There are many faculty members and mentors who have supported Rud in his academic journey.

“I am grateful to Dr. Juan Pablo Lewinger, my advisor, who supported me throughout my PhD. I always enjoyed talking to him, and when there were tough problems, he gave good suggestions and was enthusiastic about my progress. I never felt overlooked, and he was very considerate toward me—he never put me down and was very helpful. Similarly, Drs. Jim Gauderman and Rob McConnell supported me through my PhD as a T32 trainee—they were approachable and friendly, and provided great suggestions for my work. Finally, I’ve been with Dr. Kimberly Siegmund from the start at LA’s BeST. I’ve taken classes with her and conducted research with her — she’s probably been one of my biggest supporters from the beginning. I also cannot forget to shout out our awesome project administrator, Nicole Reyes, who has always been someone I could count on for support and a good chat. I will truly miss all the wonderful faculty I had the pleasure to work with!”

 

Beyond the PhD

“With the plethora of data available today—which continues to grow rapidly—I believe there is a great opportunity to push the use of machine learning for public health. By leveraging machine learning advancements in biostatistics, I believe that in the future, we’ll have a better understanding of disease etiology and determinants.”

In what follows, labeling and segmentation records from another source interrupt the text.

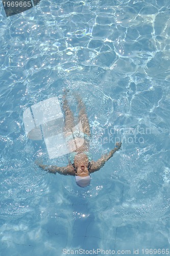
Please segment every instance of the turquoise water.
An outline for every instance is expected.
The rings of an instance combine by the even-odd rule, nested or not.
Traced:
[[[169,1],[1,8],[1,256],[169,254]],[[94,160],[123,142],[84,189],[35,164],[68,159],[50,160],[23,122],[66,87],[74,112],[75,93],[86,104]]]

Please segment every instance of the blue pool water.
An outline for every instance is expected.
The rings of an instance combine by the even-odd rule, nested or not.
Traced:
[[[1,4],[1,256],[170,254],[169,10],[42,0],[7,18]],[[25,110],[65,88],[74,112],[76,92],[85,103],[94,160],[123,142],[83,189],[38,167],[67,156],[25,130]]]

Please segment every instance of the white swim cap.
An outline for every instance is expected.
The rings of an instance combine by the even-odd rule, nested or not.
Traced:
[[[80,187],[86,187],[90,183],[90,176],[80,177],[76,176],[76,182]]]

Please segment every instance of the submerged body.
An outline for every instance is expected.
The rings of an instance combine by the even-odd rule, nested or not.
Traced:
[[[48,166],[41,163],[38,164],[41,168],[50,173],[75,176],[77,184],[84,187],[90,183],[90,174],[99,170],[103,167],[114,153],[119,150],[122,143],[116,143],[114,148],[109,154],[104,155],[96,161],[93,161],[89,153],[90,126],[84,103],[81,98],[78,96],[77,99],[79,110],[79,126],[78,130],[77,128],[75,129],[73,113],[68,106],[65,95],[63,98],[65,135],[70,152],[69,163],[65,167]]]

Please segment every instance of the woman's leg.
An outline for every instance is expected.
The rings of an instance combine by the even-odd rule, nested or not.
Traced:
[[[68,101],[66,99],[65,94],[63,98],[63,109],[65,115],[65,132],[69,131],[74,127],[74,117],[72,111],[70,110]]]

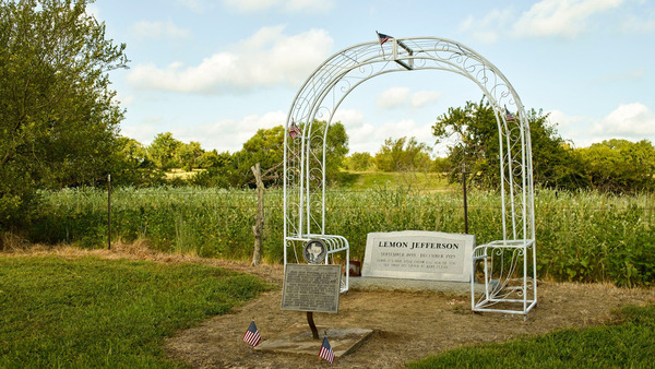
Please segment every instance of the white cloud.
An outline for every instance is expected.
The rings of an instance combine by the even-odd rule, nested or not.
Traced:
[[[655,135],[655,114],[641,103],[621,104],[602,121],[592,133],[609,138],[645,139]]]
[[[430,103],[433,103],[441,98],[441,93],[433,91],[419,91],[412,94],[412,107],[422,108]]]
[[[610,139],[655,140],[655,114],[641,103],[621,104],[599,120],[553,110],[549,121],[558,124],[560,136],[577,147]]]
[[[327,57],[333,40],[323,29],[287,36],[284,26],[264,27],[230,51],[199,64],[175,62],[165,68],[139,64],[128,81],[140,90],[216,94],[262,86],[298,86]],[[263,62],[265,61],[265,62]]]
[[[223,3],[242,13],[272,9],[285,12],[324,13],[334,7],[333,0],[223,0]]]
[[[176,127],[174,136],[182,142],[198,141],[204,150],[237,152],[259,129],[269,129],[284,124],[286,112],[270,111],[263,115],[250,115],[241,119],[222,119],[211,124],[196,127]]]
[[[588,27],[592,15],[619,7],[623,0],[543,0],[514,25],[517,36],[574,38]]]
[[[364,123],[356,128],[346,127],[346,132],[349,138],[350,153],[368,152],[374,155],[380,151],[384,140],[392,138],[415,136],[418,142],[425,142],[429,147],[432,147],[434,140],[432,139],[432,128],[430,124],[419,126],[412,119],[403,119],[398,121],[388,121],[380,127],[374,127],[370,123]]]
[[[473,15],[468,15],[460,25],[460,31],[471,32],[476,39],[492,44],[498,40],[500,29],[503,29],[505,24],[512,19],[511,9],[493,9],[481,20],[476,20]]]
[[[346,131],[362,127],[364,124],[364,112],[357,109],[337,109],[334,114],[333,122],[342,122],[346,128]]]
[[[206,0],[177,0],[177,2],[196,13],[202,13],[207,9],[213,8],[212,3]]]
[[[617,83],[626,81],[641,81],[646,76],[647,72],[645,69],[632,69],[622,73],[607,74],[598,79],[597,83]]]
[[[626,33],[645,34],[655,31],[655,12],[651,11],[647,19],[641,19],[635,15],[630,15],[622,25],[622,31]]]
[[[392,87],[381,92],[376,99],[376,104],[382,109],[393,109],[403,106],[408,98],[408,87]]]
[[[132,26],[132,31],[138,37],[142,38],[188,38],[191,33],[176,26],[171,21],[167,22],[147,22],[140,21]]]
[[[541,0],[521,14],[510,7],[493,9],[483,19],[468,15],[460,24],[460,31],[487,44],[507,36],[574,38],[594,25],[594,15],[616,9],[623,2],[624,0]],[[648,26],[648,22],[642,22],[640,27]]]
[[[438,100],[441,96],[441,93],[433,91],[419,91],[412,94],[408,87],[391,87],[378,94],[376,104],[382,109],[403,107],[407,103],[413,108],[422,108]]]

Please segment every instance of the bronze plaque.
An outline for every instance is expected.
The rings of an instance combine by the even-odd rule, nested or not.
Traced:
[[[341,265],[287,264],[282,310],[338,312]]]

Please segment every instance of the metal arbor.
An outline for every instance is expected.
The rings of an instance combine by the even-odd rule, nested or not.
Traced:
[[[477,267],[485,287],[476,298],[472,275],[472,309],[526,314],[537,301],[527,117],[519,95],[498,68],[468,47],[443,38],[391,38],[382,45],[355,45],[330,57],[307,79],[286,121],[290,134],[285,134],[284,144],[284,263],[290,252],[298,260],[297,248],[302,243],[321,239],[329,246],[329,258],[346,253],[348,270],[348,241],[325,233],[327,127],[342,102],[361,83],[381,74],[414,70],[460,74],[473,81],[493,107],[501,156],[503,238],[474,249],[472,274]],[[296,124],[302,124],[302,132],[296,131]],[[347,288],[346,273],[342,290]]]

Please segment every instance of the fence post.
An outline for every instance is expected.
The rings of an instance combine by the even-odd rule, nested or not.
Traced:
[[[107,175],[107,250],[111,250],[111,175]]]
[[[468,235],[468,204],[466,203],[466,164],[462,163],[462,194],[464,195],[464,234]]]
[[[254,251],[252,252],[252,265],[258,265],[262,258],[262,234],[264,228],[264,183],[262,182],[262,168],[260,164],[250,167],[257,182],[257,214],[254,216]]]

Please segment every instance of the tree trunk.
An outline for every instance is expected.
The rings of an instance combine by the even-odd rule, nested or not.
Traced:
[[[252,265],[258,265],[262,258],[262,234],[264,229],[264,183],[262,182],[262,168],[260,164],[250,167],[257,181],[257,214],[254,216],[254,251],[252,252]]]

After graduation, Rud will join Google as a software engineer working in machine learning and artificial intelligence. While his focus will be on developing machine learning solutions, he is passionate about how these skills can contribute to solving pressing challenges in healthcare.

“I want to continue to deepen my knowledge of statistical and machine learning methods to tackle complex problems. I really hope for the day when cancer will be as easily cured as a bacterial infection with a general course of antibiotics. By advancing the field of biostatistics, we’ll be able to develop more effective therapeutics so that people won’t suffer at the scale they do now—for me, that is a pressing problem for us in biostatistics and public health to work towards.”